そこで内固定のままで良いのか、関節を置換する形成術の方が良いのか?
このエビデンスを紹介します。
研究内容
転子部に不安定な嚢外股関節骨折のある70歳以上の合計148人を含む2つのランダム化比較試験が特定され、このレビューに含んだ。
両方とも、長期的な結果の不適切な評価を含む方法論的な制限がありました。
ある試験では、セメント固定術とスライディングヒップスクリューを比較しました。
これにより、手術時間、局所創傷合併症、機械的合併症、再手術、死亡または1年前の以前に独立した患者の独立性の喪失に関する2つの治療法の間に有意差は認められなかった。
しかし、関節形成術グループでは輸血の必要性が高かった。
他の試験では、セメントレス関節形成術と近位大腿骨釘を比較しました。
また、関節形成術グループでは輸血の必要性が高いことがわかりました。
手術による失血が大きくなり、手術時間が長くなります。
機械的合併症、局所創傷合併症、再手術、一般的合併症、1年死亡率または長期機能に対する2つの介入間に有意差はなかった。

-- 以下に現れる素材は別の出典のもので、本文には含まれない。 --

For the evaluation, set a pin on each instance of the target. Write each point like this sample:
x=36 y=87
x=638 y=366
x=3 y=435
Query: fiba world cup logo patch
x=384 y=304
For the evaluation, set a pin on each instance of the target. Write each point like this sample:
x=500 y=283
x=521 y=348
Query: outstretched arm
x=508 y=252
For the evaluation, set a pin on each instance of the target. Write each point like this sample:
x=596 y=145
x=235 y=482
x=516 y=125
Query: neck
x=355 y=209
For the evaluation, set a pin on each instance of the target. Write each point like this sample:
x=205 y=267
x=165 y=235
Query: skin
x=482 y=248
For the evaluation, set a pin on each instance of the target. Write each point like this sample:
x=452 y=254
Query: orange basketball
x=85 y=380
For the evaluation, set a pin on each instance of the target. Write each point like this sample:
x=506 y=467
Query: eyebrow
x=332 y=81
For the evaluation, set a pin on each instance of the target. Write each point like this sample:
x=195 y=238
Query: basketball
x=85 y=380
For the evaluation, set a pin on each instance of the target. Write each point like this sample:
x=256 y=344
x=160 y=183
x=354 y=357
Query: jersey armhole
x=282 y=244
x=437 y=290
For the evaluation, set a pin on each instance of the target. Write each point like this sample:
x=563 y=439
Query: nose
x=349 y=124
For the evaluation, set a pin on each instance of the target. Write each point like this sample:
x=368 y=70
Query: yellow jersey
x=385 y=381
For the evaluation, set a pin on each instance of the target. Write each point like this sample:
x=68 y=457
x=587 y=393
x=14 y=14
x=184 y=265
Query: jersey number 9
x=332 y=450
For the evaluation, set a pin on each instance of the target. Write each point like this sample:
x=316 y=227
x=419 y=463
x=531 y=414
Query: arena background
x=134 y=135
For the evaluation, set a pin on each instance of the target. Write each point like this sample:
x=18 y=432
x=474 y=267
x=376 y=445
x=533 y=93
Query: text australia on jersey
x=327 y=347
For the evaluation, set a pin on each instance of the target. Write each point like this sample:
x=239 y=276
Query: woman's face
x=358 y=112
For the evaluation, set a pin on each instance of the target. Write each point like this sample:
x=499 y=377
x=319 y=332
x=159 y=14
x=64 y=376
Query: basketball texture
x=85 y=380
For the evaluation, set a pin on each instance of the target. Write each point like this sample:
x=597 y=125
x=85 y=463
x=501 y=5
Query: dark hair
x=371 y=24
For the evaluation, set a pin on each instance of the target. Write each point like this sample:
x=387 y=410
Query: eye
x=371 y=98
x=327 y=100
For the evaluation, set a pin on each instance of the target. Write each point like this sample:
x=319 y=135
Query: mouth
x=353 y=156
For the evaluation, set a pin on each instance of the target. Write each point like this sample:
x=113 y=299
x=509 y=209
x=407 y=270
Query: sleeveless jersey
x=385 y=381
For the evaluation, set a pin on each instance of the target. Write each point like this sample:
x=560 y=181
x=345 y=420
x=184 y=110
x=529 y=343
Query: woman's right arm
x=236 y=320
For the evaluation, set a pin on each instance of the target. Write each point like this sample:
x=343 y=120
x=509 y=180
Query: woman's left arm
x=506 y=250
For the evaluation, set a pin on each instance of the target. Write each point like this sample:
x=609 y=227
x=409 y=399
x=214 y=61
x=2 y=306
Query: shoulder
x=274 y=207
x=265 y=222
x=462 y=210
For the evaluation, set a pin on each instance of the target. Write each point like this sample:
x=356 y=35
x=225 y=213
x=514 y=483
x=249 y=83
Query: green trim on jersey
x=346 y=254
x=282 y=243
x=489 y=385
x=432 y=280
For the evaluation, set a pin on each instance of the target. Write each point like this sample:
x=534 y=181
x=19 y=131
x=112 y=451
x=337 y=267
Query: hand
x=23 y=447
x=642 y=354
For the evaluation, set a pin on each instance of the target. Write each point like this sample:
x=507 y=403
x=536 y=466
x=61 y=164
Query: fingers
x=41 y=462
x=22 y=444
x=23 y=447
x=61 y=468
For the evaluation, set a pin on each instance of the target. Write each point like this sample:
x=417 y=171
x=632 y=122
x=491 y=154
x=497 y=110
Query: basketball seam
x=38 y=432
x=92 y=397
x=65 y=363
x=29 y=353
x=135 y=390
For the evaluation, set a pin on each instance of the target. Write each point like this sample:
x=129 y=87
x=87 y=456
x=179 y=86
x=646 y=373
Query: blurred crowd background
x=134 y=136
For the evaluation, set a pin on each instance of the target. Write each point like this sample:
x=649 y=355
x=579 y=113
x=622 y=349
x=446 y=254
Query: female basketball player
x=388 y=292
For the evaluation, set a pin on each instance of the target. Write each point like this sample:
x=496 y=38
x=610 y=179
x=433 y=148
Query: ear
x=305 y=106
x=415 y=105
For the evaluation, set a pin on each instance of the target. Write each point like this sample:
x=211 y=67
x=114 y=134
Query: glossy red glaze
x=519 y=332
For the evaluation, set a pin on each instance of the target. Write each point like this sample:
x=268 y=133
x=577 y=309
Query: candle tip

プールされた転帰データはいずれも、輸血を必要とする関節形成術群の参加者数が有意に多いことを除いて、関節形成術と内固定の間に統計的に有意な差を生じなかった。
結論
置換関節形成術が被膜外股関節骨折の内固定よりも利点があるかどうかを判断するためのランダム化試験からの証拠は不十分です。不安定な骨折の治療のために、関節形成術と内固定を比較する、より大規模な、適切に設計されたランダム化試験が必要です。
まとめ
結論からはどちらの方が優れているという話にはなりませんでした。
関節置換術の方は手術時に出血量が多くなる報告がありましたが、
それらの心配については事前の検査でクリアできるはず。
気になるのは予後についてですが、それについても差が無かったということですので、
人情としては手術方法の経験数などで選択しそうなものですね。
この結論からではそう言うしかありませんので、担当医とのご相談を。
パーカーMJ、Handoll HHG。成人の関節包外股関節骨折に対する置換関節形成術と内部固定の比較。Cochrane Database of Systematic Reviews 2006、Issue 2。番号:CD000086。DOI:10.1002 / 14651858.CD000086.pub2。